The perfect confidentiality agreements is, in most cases, overkill and in any event probably never would be signed. Hundreds, if not thousands of CDAs, NDAs, and other secrecy agreements are signed every day, and the vast majority perform adequately for their purpose. Rather than chase perfection, the parties should focus on avoiding mistakes.
From the Perspective of the Disclosing Party
Prevent disclosure and use. The disclosing party should make sure that the agreement not only prevents disclosure but also use of the confidential information.
Define protected information. The definition of protected information should include anything that the disclosure is likely to disclose. The disclosing party should resist requirements that could result in accidental forfeiture, such as requirements that the information be marked confidential or that oral disclosures must be confirmed in writing.
Define the time. The duration of the receiving party’s obligations should be clearly defined, as should the period of time during which the disclosing party can disclose information under the agreement.
Have an enforcement plan. If the party to the agreement discloses or uses the information, there is a breach of contract action. However, if a rogue employee or contractor, who is not a party to the agreement, discloses or uses the information, what is the plan? The agreement can provide a right of enforcement, or require the receiving party to enforce the agreement on the disclosing party’s behalf.
Unnecessary obligations. While it is easier to get a reasonable agreement when the provisions are mutual, a disclosing party should not accept confidentiality obligations to the receiving party if it does not need to.
Disclosing Party Options. Ownership. The disclosing party may want to control ownership of inventions inspired by the disclosed invention. Non-filing. The disclosing party may want to restrict the receiving party from filing patent applications on subject matter inspired by the disclosure. No Export. The disclosing party may want to prevent export of the information. Choice of law. The disclosing party may want to select law that will protect the disclosed information. Choice of forum. The disclosing party may want to select a forum that is convenient and reliable, No warranties. The disclosing party may want to disclaim any warranties about the disclosed information. No obligation. The disclosing party may want to disclaim an obligation to deal further with the disclosing party.

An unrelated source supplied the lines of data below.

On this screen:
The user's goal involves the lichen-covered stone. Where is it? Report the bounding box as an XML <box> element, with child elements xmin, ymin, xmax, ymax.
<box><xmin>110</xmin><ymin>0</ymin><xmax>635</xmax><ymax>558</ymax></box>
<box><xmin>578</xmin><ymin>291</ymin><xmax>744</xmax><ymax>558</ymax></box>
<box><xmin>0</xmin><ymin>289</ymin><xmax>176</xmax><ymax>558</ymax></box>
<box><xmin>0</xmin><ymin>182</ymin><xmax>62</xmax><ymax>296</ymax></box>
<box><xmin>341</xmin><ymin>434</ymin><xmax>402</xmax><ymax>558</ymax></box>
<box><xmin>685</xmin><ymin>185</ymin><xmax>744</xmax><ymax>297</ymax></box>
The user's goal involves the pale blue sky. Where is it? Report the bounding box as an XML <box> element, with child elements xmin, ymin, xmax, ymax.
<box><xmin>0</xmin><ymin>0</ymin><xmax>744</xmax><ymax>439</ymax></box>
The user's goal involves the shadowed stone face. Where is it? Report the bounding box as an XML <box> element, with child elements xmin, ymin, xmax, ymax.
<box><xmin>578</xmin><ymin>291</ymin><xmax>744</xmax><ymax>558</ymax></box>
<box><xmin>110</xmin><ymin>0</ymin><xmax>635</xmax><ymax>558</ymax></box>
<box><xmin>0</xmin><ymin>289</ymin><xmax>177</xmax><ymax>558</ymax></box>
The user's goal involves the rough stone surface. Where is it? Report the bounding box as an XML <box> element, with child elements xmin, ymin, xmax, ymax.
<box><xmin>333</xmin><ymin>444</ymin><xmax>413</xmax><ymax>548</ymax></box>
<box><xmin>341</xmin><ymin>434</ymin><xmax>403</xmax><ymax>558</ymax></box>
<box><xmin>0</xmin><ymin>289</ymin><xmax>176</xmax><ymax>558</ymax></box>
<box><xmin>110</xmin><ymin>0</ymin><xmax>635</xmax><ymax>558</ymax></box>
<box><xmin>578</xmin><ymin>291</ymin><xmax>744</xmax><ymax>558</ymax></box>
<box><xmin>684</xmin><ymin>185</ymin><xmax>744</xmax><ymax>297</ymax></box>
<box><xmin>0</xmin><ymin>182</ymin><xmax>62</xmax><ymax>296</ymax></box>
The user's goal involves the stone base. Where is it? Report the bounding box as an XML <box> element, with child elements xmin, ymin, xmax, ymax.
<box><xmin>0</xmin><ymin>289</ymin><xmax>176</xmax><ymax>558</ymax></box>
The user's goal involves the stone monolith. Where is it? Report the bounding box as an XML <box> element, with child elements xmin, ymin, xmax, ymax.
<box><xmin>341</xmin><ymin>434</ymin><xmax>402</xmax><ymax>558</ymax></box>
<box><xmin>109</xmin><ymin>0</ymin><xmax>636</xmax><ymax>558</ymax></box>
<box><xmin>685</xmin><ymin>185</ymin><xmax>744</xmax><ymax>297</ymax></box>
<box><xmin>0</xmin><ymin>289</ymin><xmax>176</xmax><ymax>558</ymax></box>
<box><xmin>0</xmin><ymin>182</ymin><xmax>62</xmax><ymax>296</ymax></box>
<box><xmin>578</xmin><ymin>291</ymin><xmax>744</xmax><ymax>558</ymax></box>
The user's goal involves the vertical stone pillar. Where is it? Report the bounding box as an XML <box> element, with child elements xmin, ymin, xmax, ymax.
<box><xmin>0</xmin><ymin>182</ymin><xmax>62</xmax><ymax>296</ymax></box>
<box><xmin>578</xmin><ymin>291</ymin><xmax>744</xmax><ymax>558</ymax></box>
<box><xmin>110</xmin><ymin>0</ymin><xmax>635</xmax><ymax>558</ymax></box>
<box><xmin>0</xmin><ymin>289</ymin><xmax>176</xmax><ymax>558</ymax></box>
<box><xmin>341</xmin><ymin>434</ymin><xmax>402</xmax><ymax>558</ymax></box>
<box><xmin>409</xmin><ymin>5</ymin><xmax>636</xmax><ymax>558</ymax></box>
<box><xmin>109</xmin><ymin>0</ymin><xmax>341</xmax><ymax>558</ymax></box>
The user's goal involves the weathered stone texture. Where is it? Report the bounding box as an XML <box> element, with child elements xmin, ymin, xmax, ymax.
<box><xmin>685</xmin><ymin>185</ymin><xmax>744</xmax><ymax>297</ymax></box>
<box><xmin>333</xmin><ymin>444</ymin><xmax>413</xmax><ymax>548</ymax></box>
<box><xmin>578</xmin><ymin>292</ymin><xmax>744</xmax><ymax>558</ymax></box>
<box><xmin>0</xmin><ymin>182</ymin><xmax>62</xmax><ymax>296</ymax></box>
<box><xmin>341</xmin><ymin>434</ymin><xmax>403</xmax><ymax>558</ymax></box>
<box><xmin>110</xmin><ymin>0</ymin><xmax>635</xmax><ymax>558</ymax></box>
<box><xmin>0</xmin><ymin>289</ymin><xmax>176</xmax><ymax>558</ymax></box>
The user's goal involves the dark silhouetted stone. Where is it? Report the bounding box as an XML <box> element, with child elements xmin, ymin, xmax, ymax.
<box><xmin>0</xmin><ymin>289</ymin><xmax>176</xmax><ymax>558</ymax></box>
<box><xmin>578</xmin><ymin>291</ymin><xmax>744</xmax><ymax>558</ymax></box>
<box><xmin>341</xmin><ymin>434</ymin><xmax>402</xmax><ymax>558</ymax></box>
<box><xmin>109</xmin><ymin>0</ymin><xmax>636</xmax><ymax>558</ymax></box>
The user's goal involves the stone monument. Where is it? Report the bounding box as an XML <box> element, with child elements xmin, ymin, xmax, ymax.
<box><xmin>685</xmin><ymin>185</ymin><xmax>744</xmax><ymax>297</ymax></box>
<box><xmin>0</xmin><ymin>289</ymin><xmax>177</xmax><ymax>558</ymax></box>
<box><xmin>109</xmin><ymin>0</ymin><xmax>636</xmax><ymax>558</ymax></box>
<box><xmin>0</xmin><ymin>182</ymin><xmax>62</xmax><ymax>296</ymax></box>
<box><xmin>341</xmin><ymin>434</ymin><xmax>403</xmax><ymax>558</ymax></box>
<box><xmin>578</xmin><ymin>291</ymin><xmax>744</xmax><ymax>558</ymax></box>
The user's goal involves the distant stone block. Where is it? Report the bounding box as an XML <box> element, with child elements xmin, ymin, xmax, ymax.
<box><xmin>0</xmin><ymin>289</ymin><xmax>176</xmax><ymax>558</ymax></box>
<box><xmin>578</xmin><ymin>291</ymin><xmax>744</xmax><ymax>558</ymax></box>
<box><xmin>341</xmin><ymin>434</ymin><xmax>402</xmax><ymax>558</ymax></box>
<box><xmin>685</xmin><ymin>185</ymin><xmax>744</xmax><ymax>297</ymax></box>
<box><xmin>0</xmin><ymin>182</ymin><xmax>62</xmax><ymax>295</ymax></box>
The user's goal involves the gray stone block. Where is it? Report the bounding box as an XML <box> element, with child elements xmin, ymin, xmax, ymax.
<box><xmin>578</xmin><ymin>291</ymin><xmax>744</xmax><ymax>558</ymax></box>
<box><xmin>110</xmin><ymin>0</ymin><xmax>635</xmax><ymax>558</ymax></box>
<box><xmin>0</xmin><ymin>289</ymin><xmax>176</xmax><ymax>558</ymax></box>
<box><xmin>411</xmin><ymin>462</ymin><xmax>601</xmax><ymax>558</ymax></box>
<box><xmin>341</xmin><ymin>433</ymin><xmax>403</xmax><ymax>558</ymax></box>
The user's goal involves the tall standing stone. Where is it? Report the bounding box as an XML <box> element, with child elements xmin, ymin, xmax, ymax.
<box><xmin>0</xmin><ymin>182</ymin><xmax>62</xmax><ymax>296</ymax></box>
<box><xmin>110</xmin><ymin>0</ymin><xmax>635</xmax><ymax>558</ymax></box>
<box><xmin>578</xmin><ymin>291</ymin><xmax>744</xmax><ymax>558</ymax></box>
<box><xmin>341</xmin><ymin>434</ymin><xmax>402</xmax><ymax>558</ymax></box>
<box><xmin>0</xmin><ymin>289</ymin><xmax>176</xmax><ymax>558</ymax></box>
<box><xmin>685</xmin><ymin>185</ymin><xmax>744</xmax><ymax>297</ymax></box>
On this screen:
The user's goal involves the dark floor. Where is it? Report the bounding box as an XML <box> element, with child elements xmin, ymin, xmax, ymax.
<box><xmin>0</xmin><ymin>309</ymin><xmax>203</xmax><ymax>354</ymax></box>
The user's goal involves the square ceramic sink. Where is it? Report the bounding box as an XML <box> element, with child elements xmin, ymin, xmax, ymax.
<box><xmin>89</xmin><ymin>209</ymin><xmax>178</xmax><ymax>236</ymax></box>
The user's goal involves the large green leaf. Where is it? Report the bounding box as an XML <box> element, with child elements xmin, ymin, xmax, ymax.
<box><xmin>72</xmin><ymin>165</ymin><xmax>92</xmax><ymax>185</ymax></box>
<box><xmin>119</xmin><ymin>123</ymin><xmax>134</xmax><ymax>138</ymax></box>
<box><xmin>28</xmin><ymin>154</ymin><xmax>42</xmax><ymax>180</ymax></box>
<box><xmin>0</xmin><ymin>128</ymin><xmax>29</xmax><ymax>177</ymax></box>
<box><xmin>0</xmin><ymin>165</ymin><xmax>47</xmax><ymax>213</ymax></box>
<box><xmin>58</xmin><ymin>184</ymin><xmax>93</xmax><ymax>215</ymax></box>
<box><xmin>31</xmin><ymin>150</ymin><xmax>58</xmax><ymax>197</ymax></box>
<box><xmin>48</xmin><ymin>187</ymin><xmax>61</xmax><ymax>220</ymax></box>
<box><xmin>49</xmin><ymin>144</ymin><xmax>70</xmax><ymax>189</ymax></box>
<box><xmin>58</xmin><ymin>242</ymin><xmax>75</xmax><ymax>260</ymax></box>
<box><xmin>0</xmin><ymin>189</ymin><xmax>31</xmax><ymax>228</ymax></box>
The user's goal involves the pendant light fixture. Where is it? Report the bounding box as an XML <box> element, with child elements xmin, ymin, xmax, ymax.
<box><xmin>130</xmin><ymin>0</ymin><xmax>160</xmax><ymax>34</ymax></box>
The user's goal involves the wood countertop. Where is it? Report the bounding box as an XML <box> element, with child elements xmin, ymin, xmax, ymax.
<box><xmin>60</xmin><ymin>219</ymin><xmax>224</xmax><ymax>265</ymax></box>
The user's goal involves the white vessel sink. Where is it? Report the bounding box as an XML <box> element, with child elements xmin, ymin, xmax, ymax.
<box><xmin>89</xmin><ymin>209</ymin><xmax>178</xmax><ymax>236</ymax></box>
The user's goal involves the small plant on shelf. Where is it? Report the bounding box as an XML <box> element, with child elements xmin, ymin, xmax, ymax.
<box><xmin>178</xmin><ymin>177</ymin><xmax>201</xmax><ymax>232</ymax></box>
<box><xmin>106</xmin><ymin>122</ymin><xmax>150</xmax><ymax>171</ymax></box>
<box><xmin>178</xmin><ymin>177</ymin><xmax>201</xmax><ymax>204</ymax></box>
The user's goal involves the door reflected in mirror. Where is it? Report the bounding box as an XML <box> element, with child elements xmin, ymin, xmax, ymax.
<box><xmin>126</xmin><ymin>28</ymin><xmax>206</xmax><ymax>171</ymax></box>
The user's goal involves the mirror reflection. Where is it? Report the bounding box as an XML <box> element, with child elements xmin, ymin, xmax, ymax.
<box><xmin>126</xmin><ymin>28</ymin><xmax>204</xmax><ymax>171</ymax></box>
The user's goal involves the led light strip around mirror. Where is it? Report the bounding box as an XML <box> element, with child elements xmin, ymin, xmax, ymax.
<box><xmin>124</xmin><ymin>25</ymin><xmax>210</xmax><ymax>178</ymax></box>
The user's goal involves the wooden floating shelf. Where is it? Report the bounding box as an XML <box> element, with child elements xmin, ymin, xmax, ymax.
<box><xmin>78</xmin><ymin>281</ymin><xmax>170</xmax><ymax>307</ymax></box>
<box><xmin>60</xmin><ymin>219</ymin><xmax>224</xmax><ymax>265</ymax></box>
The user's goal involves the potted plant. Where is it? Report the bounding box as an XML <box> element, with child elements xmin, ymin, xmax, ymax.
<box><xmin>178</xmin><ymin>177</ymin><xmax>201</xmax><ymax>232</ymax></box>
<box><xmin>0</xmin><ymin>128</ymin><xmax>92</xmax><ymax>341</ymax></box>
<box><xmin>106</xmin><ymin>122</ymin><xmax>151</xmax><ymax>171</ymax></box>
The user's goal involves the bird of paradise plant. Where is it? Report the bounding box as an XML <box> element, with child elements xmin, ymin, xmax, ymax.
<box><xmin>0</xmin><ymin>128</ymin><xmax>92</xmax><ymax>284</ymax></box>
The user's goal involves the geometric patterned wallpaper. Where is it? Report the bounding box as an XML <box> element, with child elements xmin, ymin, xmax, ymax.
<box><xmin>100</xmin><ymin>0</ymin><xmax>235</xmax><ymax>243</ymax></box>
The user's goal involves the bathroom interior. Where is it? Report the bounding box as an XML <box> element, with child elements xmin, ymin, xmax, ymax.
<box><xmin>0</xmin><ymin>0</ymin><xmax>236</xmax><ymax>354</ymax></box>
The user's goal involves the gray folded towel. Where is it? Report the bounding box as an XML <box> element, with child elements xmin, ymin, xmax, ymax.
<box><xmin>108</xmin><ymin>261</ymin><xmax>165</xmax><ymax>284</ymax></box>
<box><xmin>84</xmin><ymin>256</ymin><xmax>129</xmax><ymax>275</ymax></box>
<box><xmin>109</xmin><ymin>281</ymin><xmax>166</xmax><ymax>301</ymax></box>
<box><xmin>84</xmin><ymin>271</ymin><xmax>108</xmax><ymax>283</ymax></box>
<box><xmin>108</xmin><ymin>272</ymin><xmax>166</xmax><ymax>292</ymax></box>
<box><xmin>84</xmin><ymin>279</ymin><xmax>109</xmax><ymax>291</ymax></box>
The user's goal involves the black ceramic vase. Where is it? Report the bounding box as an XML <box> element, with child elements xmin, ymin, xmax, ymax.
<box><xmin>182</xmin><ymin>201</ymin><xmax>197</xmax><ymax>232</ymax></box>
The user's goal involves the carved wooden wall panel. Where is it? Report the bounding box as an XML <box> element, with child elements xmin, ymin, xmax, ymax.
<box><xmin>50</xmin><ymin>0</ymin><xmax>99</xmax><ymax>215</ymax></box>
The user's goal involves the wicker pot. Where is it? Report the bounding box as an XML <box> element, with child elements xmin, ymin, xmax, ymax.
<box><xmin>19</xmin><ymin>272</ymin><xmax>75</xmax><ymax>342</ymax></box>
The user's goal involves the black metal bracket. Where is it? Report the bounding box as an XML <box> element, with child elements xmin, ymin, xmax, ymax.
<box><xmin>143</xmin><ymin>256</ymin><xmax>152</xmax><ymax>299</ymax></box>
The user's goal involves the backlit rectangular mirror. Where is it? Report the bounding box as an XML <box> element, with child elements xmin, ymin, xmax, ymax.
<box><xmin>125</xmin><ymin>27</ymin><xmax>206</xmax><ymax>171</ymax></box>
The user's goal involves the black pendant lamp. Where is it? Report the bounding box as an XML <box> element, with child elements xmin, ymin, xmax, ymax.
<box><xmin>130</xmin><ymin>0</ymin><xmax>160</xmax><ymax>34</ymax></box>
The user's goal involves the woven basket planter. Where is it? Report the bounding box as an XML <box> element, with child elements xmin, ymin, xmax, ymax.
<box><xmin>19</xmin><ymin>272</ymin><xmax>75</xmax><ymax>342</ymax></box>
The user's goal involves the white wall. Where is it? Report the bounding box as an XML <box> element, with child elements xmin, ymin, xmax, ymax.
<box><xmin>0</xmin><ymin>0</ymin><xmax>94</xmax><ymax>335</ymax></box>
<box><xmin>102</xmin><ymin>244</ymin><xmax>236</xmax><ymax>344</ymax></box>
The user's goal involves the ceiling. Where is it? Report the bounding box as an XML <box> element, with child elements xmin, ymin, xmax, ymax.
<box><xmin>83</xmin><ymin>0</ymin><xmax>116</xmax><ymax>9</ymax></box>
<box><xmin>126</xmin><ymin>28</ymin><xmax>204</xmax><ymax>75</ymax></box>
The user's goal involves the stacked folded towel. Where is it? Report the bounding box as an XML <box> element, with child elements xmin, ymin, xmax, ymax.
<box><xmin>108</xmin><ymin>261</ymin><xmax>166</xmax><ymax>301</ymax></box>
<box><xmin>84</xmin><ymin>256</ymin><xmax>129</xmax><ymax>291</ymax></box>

From the Perspective of the Receiving Party
Define protected information. The receiving party needs to precisely define the information that is subject to the confidentiality obligations,
Exceptions. The receiving party should define exceptions to its obligations for information that is already in the public domain; information that the receiving party already had in its possession, and information that subsequently comes into its possession other than from a breach of duty to the disclosing party.
Define the time. The receiving party needs to know how long to maintain confidentiality, and how long the disclosing party can make disclosures that the receiving party has to protect.
Receiving Party Options. Confidentiality. The receiving party may want some protection for its own information that it might exchange with the disclosing party. No obligation. The receiving party may want to disclaim an obligation to deal further with the disclosing party. Choice of Law. The receiving party may want to know the law that applies to the construction and enforcement of the agreement. Choice of forum. The receiving party may want to limit where it can be sued to enforce the agreement.
Checklist for a Confidentiality Agreement
- Parties properly identified
- Definition of protected information
- Obligation not to disclose protected information
- Obligation not to use protect information
- Duration of obligation to protect protected information
- Duration of agreement (period of disclosures by disclosing party)
- Indemnity by receiving party for breaches by those to whom it discloses the protected information
- Representations by receiving party
- Ability to enter into agreement
- Agreements with third parties to ensure performance
- Ownership of developments based upon disclosed information.
- Promise not to file filing patent applications on subject matter inspired by the disclosure.
- No Export of the disclosed information.
- Choice of law that applies to the agreement.
- Choice of forum where agreement can be enforced.
- Disclaimer of warranties regarding the disclosed information.
- Disclaimer of obligation to deal further with the other party.